We need to provide a “bridge” to assist poor people, struggling businesses and hospitals to survive this crisis and bounce back afterwards.

The sprint is to get them onto the bridge. The marathon is to get them over it.

The sprint – getting onto the bridge

Government needs to take a “helicopter drop” approach to giving relief to poor people and struggling businesses to help them survive this lockdown. This means rapid, generalised, direct cash transfers, to “bridge” poor people and struggling businesses to the other side.

The DA suggests R50 billion of cash transfers to poor people over the next three months by increasing every type of social grant by R1000 per month. If this is done in conjunction with a phased opening up of the economy wherever possible, this expense will ultimately be budget neutral, due to the multiplier effect. In other words, if government directs cash as quickly as possible to as many poor people as possible, they will get that R50 billion back as tax revenue once it has worked its way through the economy.

The DA suggests R50 billion in direct business support in the form of low-interest loans to any business, repayment of which need only commence after 12 months.

We suggest that the TERS (temporary employment relief scheme which assists businesses with their wage bills) should be administered by SARS rather than the UIF. SARS is best-placed and has the capacity to make more rapid, generalised cash transfers to business than does the UIF.

Government also needs to ramp up the health budget, to get hospitals onto the bridge. The DA suggests allocating an additional R50 billion to healthcare-related costs.

This sprint part of “bridging” requires a fiscal response – we need to reprioritise our budget to get this right.

The marathon part of “bridging” requires a policy response. We need to reform our economy to get this right.

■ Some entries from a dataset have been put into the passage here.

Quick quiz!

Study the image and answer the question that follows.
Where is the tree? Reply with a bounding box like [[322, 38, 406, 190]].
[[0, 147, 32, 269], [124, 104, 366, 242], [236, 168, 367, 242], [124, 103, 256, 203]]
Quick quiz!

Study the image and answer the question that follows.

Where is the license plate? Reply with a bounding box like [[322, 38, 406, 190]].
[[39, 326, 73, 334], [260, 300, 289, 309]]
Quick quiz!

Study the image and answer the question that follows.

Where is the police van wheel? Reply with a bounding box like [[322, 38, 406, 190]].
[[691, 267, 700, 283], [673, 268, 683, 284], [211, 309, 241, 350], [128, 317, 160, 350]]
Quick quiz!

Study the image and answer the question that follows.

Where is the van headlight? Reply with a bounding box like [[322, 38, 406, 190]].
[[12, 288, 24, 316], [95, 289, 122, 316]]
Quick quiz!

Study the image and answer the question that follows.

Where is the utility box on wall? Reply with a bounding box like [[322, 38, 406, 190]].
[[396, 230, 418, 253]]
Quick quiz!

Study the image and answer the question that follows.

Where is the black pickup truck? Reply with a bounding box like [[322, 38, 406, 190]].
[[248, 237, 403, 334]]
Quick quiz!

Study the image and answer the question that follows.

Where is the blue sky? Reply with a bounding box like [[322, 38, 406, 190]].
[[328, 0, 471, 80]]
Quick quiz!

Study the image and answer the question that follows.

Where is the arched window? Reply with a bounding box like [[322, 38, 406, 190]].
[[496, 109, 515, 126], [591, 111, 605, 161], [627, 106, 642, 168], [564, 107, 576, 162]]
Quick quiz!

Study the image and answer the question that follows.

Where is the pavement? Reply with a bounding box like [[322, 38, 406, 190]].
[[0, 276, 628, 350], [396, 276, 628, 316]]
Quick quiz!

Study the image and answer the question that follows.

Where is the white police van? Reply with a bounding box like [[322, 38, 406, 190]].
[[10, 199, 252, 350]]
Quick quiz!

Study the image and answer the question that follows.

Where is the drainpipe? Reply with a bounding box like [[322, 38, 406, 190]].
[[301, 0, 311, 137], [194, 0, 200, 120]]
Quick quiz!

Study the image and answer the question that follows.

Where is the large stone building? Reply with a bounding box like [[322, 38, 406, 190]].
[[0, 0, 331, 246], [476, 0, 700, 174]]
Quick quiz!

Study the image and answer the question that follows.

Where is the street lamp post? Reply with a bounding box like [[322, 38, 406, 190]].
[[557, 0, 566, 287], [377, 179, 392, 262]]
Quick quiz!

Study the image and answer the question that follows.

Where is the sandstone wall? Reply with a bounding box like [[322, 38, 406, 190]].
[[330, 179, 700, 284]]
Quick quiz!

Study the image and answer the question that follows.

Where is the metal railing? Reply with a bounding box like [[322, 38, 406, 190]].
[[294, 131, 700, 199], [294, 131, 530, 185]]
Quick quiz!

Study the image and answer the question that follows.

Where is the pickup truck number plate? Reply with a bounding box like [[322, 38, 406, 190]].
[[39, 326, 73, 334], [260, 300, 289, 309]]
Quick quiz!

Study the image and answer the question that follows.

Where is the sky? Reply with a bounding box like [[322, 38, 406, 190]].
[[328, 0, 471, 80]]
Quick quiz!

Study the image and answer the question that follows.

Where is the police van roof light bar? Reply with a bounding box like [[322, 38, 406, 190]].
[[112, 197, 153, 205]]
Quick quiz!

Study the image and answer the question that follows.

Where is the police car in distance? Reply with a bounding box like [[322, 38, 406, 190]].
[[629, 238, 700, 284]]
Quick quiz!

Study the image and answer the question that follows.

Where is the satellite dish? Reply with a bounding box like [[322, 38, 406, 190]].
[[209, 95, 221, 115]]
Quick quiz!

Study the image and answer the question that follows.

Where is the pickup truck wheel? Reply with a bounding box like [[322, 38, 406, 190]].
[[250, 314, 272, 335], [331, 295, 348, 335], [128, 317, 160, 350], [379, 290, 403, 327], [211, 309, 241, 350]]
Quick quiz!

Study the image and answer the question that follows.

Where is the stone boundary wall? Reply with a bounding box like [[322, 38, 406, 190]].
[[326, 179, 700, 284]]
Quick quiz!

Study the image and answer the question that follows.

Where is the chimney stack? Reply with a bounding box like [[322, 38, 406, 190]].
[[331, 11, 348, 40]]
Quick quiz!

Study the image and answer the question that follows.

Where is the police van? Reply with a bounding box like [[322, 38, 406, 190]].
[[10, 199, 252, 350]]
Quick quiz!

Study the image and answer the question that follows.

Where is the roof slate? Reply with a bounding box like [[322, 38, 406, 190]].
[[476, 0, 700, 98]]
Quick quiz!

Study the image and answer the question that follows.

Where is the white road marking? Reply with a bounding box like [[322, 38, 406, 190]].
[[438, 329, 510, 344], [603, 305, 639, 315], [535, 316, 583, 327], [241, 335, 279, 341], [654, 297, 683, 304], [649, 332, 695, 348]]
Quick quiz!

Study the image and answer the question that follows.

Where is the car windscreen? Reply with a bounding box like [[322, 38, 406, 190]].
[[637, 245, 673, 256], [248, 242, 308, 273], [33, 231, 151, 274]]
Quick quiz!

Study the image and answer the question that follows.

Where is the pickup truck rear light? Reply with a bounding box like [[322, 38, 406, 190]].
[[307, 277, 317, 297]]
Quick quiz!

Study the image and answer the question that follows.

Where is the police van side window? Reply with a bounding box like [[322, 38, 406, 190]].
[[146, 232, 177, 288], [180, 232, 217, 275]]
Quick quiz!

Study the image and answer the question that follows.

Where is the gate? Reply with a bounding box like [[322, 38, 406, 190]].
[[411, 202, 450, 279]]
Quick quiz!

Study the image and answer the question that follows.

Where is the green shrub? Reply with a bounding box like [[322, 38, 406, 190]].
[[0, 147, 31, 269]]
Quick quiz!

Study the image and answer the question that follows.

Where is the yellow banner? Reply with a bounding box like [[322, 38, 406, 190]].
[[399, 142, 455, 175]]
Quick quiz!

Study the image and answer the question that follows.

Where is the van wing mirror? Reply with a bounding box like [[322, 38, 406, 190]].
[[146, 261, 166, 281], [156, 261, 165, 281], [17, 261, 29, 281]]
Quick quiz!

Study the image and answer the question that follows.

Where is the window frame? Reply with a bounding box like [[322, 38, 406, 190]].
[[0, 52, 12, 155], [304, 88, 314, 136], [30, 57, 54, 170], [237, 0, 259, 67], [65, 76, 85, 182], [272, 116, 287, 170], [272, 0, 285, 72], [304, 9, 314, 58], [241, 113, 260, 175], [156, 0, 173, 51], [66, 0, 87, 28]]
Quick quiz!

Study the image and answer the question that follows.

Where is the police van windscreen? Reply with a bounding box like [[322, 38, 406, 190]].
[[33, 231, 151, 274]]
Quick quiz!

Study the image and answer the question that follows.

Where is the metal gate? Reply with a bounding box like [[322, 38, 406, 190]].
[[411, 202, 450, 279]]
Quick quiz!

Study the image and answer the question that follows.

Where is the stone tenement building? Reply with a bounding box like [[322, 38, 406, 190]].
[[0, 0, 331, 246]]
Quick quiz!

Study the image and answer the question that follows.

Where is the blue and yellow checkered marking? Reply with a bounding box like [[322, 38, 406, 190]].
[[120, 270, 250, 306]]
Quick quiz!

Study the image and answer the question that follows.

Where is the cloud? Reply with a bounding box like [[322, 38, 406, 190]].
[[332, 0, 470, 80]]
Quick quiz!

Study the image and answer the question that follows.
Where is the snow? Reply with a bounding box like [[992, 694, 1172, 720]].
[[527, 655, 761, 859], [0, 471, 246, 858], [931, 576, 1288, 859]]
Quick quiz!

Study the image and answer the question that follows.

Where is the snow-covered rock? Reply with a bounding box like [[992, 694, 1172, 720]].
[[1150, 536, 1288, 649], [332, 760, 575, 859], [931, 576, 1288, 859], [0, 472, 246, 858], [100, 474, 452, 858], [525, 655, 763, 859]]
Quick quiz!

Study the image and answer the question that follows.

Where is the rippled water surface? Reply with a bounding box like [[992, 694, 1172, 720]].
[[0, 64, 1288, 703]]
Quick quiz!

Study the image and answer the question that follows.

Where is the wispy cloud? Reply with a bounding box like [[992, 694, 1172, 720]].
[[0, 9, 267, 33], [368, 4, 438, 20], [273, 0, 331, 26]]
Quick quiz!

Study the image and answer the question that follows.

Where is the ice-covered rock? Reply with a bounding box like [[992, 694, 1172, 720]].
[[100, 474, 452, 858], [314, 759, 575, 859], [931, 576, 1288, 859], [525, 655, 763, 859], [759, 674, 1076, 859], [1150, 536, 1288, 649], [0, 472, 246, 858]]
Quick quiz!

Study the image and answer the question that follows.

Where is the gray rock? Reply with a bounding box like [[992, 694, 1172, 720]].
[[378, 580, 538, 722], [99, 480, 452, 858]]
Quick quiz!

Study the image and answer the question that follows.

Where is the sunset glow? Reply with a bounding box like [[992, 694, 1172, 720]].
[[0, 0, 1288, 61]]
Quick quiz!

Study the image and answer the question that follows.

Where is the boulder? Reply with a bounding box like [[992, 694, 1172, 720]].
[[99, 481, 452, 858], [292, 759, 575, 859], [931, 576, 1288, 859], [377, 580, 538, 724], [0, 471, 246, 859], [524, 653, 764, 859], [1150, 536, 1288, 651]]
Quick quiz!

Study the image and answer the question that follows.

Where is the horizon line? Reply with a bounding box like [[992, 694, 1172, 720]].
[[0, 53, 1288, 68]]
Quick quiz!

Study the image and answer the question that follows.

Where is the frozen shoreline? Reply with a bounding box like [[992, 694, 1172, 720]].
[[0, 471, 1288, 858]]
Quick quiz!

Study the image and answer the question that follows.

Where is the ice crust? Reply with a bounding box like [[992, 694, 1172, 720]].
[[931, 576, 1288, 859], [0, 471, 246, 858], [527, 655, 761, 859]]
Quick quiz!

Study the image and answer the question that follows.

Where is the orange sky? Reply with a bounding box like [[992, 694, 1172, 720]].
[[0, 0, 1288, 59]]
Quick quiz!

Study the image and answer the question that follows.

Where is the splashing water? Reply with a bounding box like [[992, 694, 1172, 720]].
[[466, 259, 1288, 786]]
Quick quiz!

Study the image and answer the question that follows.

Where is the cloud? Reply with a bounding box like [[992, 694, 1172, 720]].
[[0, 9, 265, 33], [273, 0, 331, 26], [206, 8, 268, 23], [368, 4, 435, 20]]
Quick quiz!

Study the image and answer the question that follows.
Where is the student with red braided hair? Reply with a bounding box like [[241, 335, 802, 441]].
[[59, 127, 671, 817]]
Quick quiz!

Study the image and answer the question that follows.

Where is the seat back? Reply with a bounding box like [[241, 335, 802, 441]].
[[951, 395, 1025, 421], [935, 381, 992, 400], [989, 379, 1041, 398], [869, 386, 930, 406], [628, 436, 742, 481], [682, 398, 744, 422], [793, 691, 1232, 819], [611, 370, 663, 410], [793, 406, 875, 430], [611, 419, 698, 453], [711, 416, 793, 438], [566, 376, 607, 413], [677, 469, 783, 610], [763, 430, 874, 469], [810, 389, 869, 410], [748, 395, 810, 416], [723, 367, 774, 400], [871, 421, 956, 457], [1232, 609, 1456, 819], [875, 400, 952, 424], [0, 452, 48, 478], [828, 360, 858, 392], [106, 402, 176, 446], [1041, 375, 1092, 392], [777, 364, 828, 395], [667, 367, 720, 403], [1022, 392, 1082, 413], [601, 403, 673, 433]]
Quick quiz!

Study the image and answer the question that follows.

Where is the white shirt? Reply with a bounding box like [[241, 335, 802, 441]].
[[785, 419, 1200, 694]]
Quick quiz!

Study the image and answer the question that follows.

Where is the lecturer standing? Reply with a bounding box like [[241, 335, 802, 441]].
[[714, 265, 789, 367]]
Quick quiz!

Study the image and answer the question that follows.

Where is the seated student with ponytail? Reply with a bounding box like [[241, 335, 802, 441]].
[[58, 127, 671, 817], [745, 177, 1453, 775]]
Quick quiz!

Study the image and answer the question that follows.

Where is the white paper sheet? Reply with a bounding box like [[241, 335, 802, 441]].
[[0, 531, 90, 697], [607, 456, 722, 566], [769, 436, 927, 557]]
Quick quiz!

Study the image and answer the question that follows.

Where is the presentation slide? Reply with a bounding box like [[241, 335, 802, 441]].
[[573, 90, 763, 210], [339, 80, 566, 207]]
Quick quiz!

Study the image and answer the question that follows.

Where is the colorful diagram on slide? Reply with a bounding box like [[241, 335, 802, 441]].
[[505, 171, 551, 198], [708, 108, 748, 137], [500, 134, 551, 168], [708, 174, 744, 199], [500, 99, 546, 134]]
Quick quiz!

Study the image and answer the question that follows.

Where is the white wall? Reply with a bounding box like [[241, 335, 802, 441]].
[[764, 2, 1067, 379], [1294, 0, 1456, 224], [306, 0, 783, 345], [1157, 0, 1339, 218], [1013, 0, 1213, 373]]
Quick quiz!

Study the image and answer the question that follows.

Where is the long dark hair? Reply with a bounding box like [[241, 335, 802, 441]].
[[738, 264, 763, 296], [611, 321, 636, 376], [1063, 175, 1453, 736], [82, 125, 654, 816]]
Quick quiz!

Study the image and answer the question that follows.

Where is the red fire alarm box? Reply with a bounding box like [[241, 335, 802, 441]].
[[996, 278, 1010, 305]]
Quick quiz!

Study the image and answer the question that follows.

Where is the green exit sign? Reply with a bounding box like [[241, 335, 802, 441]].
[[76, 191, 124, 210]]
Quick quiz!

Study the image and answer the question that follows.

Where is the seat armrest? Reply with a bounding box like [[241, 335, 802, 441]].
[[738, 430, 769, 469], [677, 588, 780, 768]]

The marathon – getting over the bridge

We make electricity more affordable and more reliable for people and businesses. We do that by opening our energy market. All independent producers should be able to produce and sell electricity.

We make data more affordable for people and businesses by auctioning spectrum.

We make investing in SA more attractive by walking away from investment-killing policies like EWC, BEE, NHI, asset prescription, and SARB nationalization.

Smart lockdown

All these interventions are part of what the DA has called a “Smart Lockdown” strategy. This strategy is completely within South Africa’s capacity to implement. It gives us the best chance of winning the battle against Covid-19.